# Interference on helix 9 from trolling motor



## cane pole (Nov 27, 2011)

As stated when I installed the helix 9 on the bow of my boat I ran 2 single heavy wires from battery to the helix 9. I have a motor guide hand control trolling motor X5 digital. I have 2 foot switches to operate motor installed on deck. The helix 9 is a replacement for a small lowrance unit which I had no problems with interference. I did run the wiring up the right side of the boat I think all my wiring runs up that side. Anyway the unit works great, untill I press the button to operate the motor, at which time the depth reading goes crazy, and the screen looses all info. When I let off the button everything goes back to normal. Proper depth, images. I know I'm getting interference but how do I eliminate it? I have a upgraded puck for the trolling motor. Any suggestions? Thanks.


----------



## Steelheader88 (Aug 14, 2008)

I am unsure if you are using the same power supply (battery) to power both the trolling motor and FF. If that is the case, it is a No No, as the PWM (electrical thingy) inside the trolling motor will cause erratic interrupted voltage in the battery, messing with the FF. It says in the manual to not use a battery which also serves the TM with your FF. Good luck.


----------



## bustedrod (May 13, 2015)

i wonder we used filters in line on power supplys to filter out the whistle and whine wonder if that is applicable for this ..


----------



## cane pole (Nov 27, 2011)

Steelheader88 said:


> I am unsure if you are using the same power supply (battery) to power both the trolling motor and FF. If that is the case, it is a No No, as the PWM (electrical thingy) inside the trolling motor will cause erratic interrupted voltage in the battery, messing with the FF. It says in the manual to not use a battery which also serves the TM with your FF. Good luck.

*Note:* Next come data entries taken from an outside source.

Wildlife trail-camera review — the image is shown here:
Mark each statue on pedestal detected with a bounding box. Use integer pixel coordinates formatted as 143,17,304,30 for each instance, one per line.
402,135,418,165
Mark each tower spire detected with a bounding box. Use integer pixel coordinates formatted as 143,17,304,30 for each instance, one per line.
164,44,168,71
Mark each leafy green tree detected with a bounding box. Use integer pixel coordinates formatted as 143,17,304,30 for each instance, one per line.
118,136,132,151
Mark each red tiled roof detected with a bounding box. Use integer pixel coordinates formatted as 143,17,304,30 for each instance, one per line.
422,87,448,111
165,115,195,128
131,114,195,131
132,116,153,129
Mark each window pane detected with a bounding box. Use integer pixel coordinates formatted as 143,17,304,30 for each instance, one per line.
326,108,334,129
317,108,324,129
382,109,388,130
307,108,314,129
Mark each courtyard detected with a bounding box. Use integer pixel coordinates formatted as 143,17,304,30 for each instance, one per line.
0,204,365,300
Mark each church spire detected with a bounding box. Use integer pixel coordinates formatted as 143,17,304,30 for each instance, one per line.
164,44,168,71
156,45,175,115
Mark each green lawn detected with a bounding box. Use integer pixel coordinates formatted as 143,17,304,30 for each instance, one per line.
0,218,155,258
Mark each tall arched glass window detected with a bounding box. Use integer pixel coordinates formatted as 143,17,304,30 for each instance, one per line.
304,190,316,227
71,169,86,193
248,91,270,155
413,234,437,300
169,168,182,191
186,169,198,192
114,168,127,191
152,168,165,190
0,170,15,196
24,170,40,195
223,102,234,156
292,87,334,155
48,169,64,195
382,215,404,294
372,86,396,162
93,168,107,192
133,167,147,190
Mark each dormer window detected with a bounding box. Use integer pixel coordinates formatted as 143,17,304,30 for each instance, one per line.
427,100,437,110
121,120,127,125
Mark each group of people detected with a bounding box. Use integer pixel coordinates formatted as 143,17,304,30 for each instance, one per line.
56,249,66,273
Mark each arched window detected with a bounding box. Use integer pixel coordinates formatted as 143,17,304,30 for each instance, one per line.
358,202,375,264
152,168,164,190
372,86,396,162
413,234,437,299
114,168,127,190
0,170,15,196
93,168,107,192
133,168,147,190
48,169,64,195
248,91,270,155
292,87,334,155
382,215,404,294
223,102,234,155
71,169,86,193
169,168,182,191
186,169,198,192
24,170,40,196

I ran the power supply from my starting battery. Completely separate from trolling batteries. I looked & seen several videos on YouTube about interference with this & other units. Placement of the wires, filters, etc. Just need to start eliminating things. Thanks for the feedback guys. I really do appreciate it.


----------



## Steelheader88 (Aug 14, 2008)

I know there is also language about how big of a coil to loop the extra transducer line into and to store that away from other magnetic sources, good luck!


----------



## JamesF (May 20, 2016)

I ran my wire to a dedicated battery. I also have the wires on the opposite side of my boat. That battery runs my lights and a few other low amp drawing items. By filter's do you mean fuses or ferrite chokes? Fuses should be as close to the battery as possible. I put a ferrite choke on my transducer cable. Use the best shielded wire available . The less connection's the better. Seems like you may have a connection with your TM. Are you using a buss bar or panel?


----------



## cane pole (Nov 27, 2011)

Here's something else that Hannah sent me from Humminbird almost forgot. She called it a choke. She said if I ran my power wires from an independent battery and that independent battery was connected to an on board charger install this choak.


----------



## JamesF (May 20, 2016)

That should do the job. If not. Just do what a lot of people do. Take it off and start over.


----------